Analysis of ADAR1 gene variants in two pedigrees affected with dyschromatosis symmetrica hereditaria.
10.3760/cma.j.cn511374-20200413-00256
- Author:
Qian MA
1
;
Jinlin WU
;
Xiangdong KONG
Author Information
1. Genetics and Prenatal Diagnosis Center, the First Affiliated Hospital of Zhengzhou University, Zhengzhou, Henan 450052, China. kongxd@zzu.edu.cn.

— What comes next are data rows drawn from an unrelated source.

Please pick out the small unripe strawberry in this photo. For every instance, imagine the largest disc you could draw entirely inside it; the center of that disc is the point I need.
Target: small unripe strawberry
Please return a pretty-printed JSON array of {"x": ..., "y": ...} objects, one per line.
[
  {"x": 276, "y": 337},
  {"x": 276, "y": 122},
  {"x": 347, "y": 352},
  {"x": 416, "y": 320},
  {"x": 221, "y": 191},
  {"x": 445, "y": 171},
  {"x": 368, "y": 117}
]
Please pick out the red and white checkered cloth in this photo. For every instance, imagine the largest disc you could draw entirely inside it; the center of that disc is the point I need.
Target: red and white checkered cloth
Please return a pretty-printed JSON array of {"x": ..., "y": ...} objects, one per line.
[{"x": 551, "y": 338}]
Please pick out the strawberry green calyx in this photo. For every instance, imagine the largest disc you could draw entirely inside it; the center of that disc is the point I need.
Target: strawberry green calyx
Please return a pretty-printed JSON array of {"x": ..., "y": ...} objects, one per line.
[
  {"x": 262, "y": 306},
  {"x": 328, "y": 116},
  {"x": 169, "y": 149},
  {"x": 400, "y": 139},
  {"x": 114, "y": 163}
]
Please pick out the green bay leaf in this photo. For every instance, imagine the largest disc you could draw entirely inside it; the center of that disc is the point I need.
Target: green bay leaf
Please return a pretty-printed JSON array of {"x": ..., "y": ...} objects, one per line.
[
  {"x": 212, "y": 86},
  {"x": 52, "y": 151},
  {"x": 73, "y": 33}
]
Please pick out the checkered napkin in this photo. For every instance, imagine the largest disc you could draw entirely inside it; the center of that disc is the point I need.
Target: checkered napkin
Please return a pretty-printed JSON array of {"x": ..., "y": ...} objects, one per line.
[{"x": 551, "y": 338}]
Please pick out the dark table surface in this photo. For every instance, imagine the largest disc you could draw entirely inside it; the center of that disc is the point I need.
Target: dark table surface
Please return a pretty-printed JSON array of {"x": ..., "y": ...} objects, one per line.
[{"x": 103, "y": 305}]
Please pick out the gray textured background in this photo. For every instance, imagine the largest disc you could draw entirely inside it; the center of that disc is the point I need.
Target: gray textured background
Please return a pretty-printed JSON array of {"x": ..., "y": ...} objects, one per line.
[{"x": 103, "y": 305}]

- Publication Type:Journal Article
- MeSH:
Adenosine Deaminase/genetics*;
Humans;
Mutation;
Pedigree;
Pigmentation Disorders/genetics*;
RNA-Binding Proteins/genetics*
- From:
Chinese Journal of Medical Genetics
2020;37(11):1233-1235
- CountryChina
- Language:Chinese
-
Abstract:
OBJECTIVE:To detect variants of ADAR1 gene in two Chinese pedigrees affected with dyschromatosis symmetrica hereditaria (DSH).
METHODS:Clinical data and peripheral blood samples of the pedigrees were collected. All exons of the ADAR1 gene were amplified by PCR and subjected to Sanger sequencing. Suspected pathogenic variants were validated among other members of the pedigrees and 100 unrelated healthy controls.
RESULTS:For pedigree 1, Sanger sequencing has identified a heterozygous missense variant c.3002G>C (p.Asp968His) in exon 11 of the ADAR1 gene in the proband and his father. For pedigree 2, a novel nonsense variant c.3145C>T (p.Gln1049Ter) was identified in exon 12 of the ADAR1 gene in the proband and his son, which were previously unreported and absent among the healthy controls.
CONCLUSION:The c.3002G>C (p.Asp968His) and c.3145C>T (p.Gln1049Ter)variants of the ADAR1 gene probably underlay the DSH in the two pedigrees.